Q: Do you have any advice for LGBTQ+ community members who want to go into business for themselves like yourself?
Play by your own rules. Be true to yourself, because you’re not going to be happy if you’re not being yourself.
When I was in New York there was no protection for same sex relationships or orientation. The head hunter who recruited me warned me explicitly to not be ‘out’. At the time I had a business in Montreal which was explicitly a lesbian clothing store. It was located in the Gay Village. I had to take my name off the website and all social postings so I could get this “awesome” job. It was an awesome job… but I never made friends the whole time I was there because I didn’t know who I could trust. I actually got married while I was living in New York and nobody from my work knew. That made me a very difficult person to be around.

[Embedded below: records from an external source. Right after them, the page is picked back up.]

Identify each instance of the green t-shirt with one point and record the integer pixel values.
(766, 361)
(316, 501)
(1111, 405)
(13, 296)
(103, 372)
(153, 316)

I couldn’t open-up and I couldn’t trust people I was with. I wasn’t honest with them. I don’t think I could have lasted long there because I never could have networked in a way that could allowed me to progress professionally. I was always caged, and… dishonest frankly. As bad as it was for me personally, it was going to shut me down professionally at some point. So, I do appreciate the experience of needing to be closeted to get a job. I knew when I came to Calgary, I wasn’t going to put up with anything like that and I wasn’t going to work in a place that just ‘tolerated’ me.
It was funny, I got a nose ring when I was 19. I have had a lot of piercings but eventually removed most of them. I put the nose ring back in when I came to Calgary. I used it as a litmus test. When I went for interviews to do my articling year, I steered clear of the firms that made any shaded comments about “looking right for the culture” and “meeting their client’s expectations”. It was always coming back to the nose ring. If the recruiting and interviewing team could not get past an innocuous nose-ring then it certainly was not going to be a place where I could be a comfortable gay person… whatever their marketing was saying about their firm’s culture.
Q: Are you open to being approached from members of our community would who like to connect on topics we discussed in this article?
Yes, certainly 😊. I can be reached through email (Amy@AmySkinnerLaw.ca), phone or Facebook. You can find my information on my website www.AmySkinnerLaw.ca.
Q: Is there anything else you would like to get across in the article?
I am a board member on the Chinook Fund which is an endowment that supports LGBTQ2S+ initiatives in Calgary. Every year there is a series of grants, so please apply! The website is www.CalgaryChinookFund.ca.